Adding duplicate rows to a resultset

  • I have an interesting challenge to create duplicate rows based on a column value in a result set.

    As an example, I have a resultset with 2 records.

    ---------------------------------

    | id | Product | Description | Qty |

    ---------------------------------

    | 1 | P1 | Product 1 | 2 |

    | 2 | P2 | Product 2 | 3 |

    ---------------------------------

    The resultset should look like below with 5 rows

    ---------------------------------

    | id | Product | Description | Qty |

    ---------------------------------

    | 1 | P1 | Product 1 | 2 |

    | 1 | P1 | Product 1 | 2 |

    | 2 | P2 | Product 2 | 3 |

    | 2 | P2 | Product 2 | 3 |

    | 2 | P2 | Product 2 | 3 |

    ---------------------------------

    I thought about using temp tables and repeating the rows based on the qty value with recursive loops. I wasnt sure if there is a better option or possibly a query trick.

    help is much appreciated!

  • You should use a Tally (or Numbers) table for this. There are several articles about Tally tables on this site. You can join to your table to a Tally table, limiting the number of rows selected from the Tally table based on the value of your Qty column.

  • Hi

    You can use a recursive CTE with a counter like this:

    DECLARE @t TABLE (id INT, product VARCHAR(100), qty INT)

    INSERT INTO @t

    SELECT 1, 'P1', 2

    UNION SELECT 2, 'P2', 3

    ;WITH recurse (id, product, qty, cnt) AS

    (

    SELECT id, product, qty, qty

    FROM @t

    UNION ALL

    SELECT id, product, qty, cnt - 1

    FROM recurse

    WHERE cnt - 1 != 0

    )

    SELECT id, product, qty

    FROM recurse

    ORDER BY id

    Greets

    Flo

  • andrewd.smith (3/24/2009)


    You should use a Tally (or Numbers) table for this.
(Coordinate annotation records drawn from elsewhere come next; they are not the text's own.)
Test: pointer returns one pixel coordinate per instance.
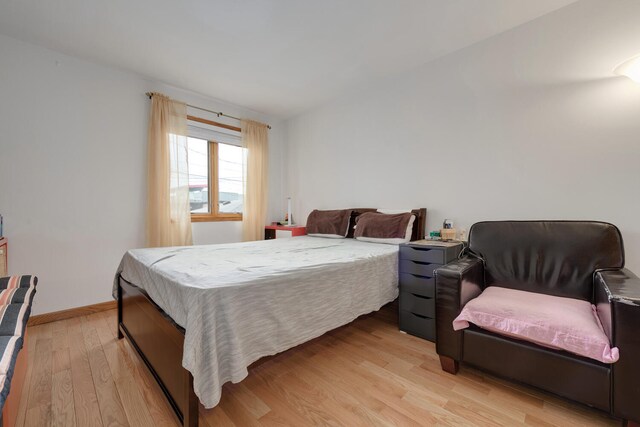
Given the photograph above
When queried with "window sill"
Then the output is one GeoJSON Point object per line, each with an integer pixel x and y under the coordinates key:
{"type": "Point", "coordinates": [216, 218]}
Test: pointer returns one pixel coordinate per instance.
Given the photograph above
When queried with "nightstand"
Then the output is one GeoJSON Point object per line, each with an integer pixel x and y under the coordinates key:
{"type": "Point", "coordinates": [418, 261]}
{"type": "Point", "coordinates": [273, 231]}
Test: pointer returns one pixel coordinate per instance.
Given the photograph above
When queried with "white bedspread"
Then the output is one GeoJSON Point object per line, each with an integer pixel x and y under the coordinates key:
{"type": "Point", "coordinates": [239, 302]}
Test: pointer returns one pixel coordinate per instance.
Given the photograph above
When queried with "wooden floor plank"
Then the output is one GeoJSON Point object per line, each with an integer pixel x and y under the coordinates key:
{"type": "Point", "coordinates": [63, 412]}
{"type": "Point", "coordinates": [111, 410]}
{"type": "Point", "coordinates": [363, 374]}
{"type": "Point", "coordinates": [84, 392]}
There are several articles about Tally tables on this site. You can join to your table to a Tally table, limiting the number of rows selected from the Tally table based on the value of your Qty column.

    ... sure you are right. The Tally Solution is the better approach!

    SELECT id, product, qty

    FROM @t t

    JOIN Tally ON Tally.N <= t.qty

    Thanks for correction! 🙂

    Flo

  • Thanks guy .... tally table worked like a charm

  • If the maximum value for quantity is relatively small, or if you don't have a Numbers Table available, something like the following provides an efficient alternative:

    declare @data

    table (

    id integer primary key,

    product char(2) not null,

    [description] varchar(100) not null,

    quantity tinyint not null

    );

    insert @data

    (

    id,

    product,

    [description],

    quantity

    )

    values (

    1,

    'P1',

    'Product 1',

    2

    );

    insert @data

    (

    id,

    product,

    [description],

    quantity

    )

    values (

    2,

    'P2',

    'Product 2',

    3

    );

    select d.id,

    d.product,

    d.[description],

    d.quantity

    from @data d

    cross

    apply (

    -- Assuming MAX(quantity) <= 9

    select convert(integer, 1) union all

    select 2 union all

    select 3 union all

    select 4 union all

    select 5 union all

    select 6 union all

    select 7 union all

    select 8 union all

    select 9

    ) ca (rn)

    where ca.rn <= quantity

    order by

    d.id;

    For larger values, a dynamic Numbers Table could be used (generated using TOP (n) and the ROW_NUMBER() function over some system table CROSS JOINed to itself a number of times:

    select top (1000)

    rn = ROW_NUMBER() over (order by a1.allocation_unit_id)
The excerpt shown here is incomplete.